Zum vorliegenden Urteilstext springen: 15 UF 230/25
Das Wichtigste im Überblick
Väter müssen für eine neue Umgangsregelung triftige Gründe beweisen, die das Kindeswohl nachhaltig beeinflussen.
- Gericht lehnt neues Verfahren ab, da keine wesentlichen Änderungen der Lebensverhältnisse vorliegen.
- Bloßes Älterwerden des Kleinkindes reicht für eine Ausweitung des Umgangs nicht aus.
- Elternkonflikte verhindern das gewünschte Wechselmodell wegen fehlender Kommunikation und Kooperation beider Seiten.
- Probleme durch Kindergartenbesuch müssen über Vollstreckung der bestehenden Regelung gelöst werden.
- Ein ausdrücklicher Urlaubswunsch rechtfertigt ohne bisherige Übernachtungen noch keine neue Ferienregelung.
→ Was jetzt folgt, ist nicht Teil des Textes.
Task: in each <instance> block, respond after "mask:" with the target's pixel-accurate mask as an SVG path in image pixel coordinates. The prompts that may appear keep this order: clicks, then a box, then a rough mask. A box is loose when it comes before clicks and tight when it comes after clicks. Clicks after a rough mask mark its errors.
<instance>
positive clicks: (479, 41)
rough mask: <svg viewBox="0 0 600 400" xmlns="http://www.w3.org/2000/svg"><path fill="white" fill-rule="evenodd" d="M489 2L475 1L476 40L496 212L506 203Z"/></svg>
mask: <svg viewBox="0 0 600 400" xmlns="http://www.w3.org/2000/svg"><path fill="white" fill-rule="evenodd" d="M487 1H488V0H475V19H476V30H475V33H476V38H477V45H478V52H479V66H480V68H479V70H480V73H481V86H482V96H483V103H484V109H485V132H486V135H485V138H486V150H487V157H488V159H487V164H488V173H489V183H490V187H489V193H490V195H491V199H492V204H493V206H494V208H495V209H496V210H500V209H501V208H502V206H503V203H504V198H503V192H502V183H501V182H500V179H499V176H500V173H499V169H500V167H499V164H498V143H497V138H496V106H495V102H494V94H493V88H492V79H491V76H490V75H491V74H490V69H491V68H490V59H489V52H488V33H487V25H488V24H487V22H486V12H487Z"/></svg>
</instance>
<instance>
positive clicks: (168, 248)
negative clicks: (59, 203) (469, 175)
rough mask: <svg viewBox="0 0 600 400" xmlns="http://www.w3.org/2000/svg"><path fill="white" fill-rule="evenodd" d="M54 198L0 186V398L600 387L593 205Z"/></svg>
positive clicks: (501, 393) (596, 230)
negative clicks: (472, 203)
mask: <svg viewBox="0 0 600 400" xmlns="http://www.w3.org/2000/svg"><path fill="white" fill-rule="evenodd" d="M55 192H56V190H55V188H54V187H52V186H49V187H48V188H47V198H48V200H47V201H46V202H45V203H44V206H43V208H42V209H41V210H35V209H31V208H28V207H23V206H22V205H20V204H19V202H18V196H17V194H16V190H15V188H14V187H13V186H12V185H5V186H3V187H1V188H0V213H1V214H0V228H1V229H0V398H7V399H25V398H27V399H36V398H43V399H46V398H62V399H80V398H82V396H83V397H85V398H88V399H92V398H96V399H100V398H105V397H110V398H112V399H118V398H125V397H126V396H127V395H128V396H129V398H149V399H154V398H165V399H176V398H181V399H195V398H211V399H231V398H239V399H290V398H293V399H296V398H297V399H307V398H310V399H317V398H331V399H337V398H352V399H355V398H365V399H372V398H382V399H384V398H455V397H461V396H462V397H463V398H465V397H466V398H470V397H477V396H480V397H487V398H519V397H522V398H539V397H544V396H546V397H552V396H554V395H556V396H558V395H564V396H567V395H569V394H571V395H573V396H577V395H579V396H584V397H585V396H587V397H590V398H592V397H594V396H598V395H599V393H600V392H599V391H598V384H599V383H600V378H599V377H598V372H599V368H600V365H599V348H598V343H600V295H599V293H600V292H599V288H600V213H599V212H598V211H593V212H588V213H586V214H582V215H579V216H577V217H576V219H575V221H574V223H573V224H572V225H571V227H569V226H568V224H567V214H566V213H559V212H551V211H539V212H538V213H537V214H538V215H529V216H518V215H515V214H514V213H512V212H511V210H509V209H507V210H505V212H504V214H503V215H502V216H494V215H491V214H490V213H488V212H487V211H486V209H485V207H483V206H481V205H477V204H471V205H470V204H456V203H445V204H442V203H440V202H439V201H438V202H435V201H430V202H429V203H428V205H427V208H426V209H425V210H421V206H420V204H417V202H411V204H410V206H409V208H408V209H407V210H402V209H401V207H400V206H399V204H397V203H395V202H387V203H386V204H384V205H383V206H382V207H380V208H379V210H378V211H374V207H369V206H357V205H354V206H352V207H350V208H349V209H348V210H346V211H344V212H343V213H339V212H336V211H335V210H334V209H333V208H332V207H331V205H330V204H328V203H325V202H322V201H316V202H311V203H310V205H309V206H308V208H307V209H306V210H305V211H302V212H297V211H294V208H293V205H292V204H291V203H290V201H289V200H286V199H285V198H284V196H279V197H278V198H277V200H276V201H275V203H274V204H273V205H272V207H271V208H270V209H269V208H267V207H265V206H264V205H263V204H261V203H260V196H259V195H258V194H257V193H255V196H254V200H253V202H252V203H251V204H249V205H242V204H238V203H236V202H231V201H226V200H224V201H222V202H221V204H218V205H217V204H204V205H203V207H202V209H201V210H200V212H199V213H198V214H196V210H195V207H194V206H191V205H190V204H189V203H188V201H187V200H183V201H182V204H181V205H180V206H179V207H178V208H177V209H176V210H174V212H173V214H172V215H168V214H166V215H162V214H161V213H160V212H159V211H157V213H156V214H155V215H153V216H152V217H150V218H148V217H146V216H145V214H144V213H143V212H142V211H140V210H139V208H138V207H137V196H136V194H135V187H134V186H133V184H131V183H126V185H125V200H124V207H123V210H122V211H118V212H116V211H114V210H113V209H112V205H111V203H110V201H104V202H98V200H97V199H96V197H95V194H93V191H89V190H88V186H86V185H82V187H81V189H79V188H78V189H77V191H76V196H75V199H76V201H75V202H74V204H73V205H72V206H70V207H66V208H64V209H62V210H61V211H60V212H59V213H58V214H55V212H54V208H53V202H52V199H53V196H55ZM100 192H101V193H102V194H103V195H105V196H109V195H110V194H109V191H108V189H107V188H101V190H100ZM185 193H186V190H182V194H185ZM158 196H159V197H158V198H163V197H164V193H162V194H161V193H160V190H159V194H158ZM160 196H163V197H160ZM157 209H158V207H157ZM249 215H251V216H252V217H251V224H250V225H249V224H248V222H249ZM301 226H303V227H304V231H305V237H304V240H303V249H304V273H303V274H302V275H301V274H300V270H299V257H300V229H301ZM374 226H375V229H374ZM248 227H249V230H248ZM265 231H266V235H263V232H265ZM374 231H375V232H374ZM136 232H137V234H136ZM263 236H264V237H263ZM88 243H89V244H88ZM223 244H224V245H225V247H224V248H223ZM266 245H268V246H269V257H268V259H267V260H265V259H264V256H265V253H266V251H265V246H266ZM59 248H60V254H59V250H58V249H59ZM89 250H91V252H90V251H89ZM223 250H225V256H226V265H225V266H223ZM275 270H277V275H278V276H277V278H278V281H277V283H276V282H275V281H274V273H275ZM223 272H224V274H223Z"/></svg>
- Gericht: Oberlandesgericht Stuttgart
- Datum: 21.01.2026
- Aktenzeichen: 15 UF 230/25
- Verfahren: Beschwerde gegen Ablehnung der Einleitung eines Abänderungsverfahrens
- Rechtsbereiche: Familienrecht, Umgangsrecht
- Streitwert: 5.000 €
- Revision zugelassen: Ja – Rechtsfrage noch nicht höchstrichterlich geklärt.
- Relevant für: Getrennte Eltern, Fachanwälte für Familienrecht, Jugendämter
Warum die Umgangsänderung nach nur fünf Monaten scheiterte
Eine Abänderung setzt gemäß § 1696 Abs. 1 BGB triftige, das Kindeswohl nachhaltig berührende Gründe voraus. Das Gericht prüft im Vorverfahren nach § 166 Abs. 1 FamFG, ob Tatsachen vorgetragen wurden, die eine Abänderung möglich erscheinen lassen. Das bedeutet konkret: Das Gericht prüft in einem ersten Schritt, ob der Antrag genug Substanz hat, um ein echtes Verfahren zu starten. Bei der Entscheidung sind das Interesse an Kontinuität – also der Erhalt stabiler Lebensverhältnisse für das Kind – sowie die Schonung staatlicher Ressourcen zu berücksichtigen. Letzteres bedeutet, dass Gerichte nicht unnötig mit Verfahren belastet werden sollen, die keine Aussicht auf Erfolg haben.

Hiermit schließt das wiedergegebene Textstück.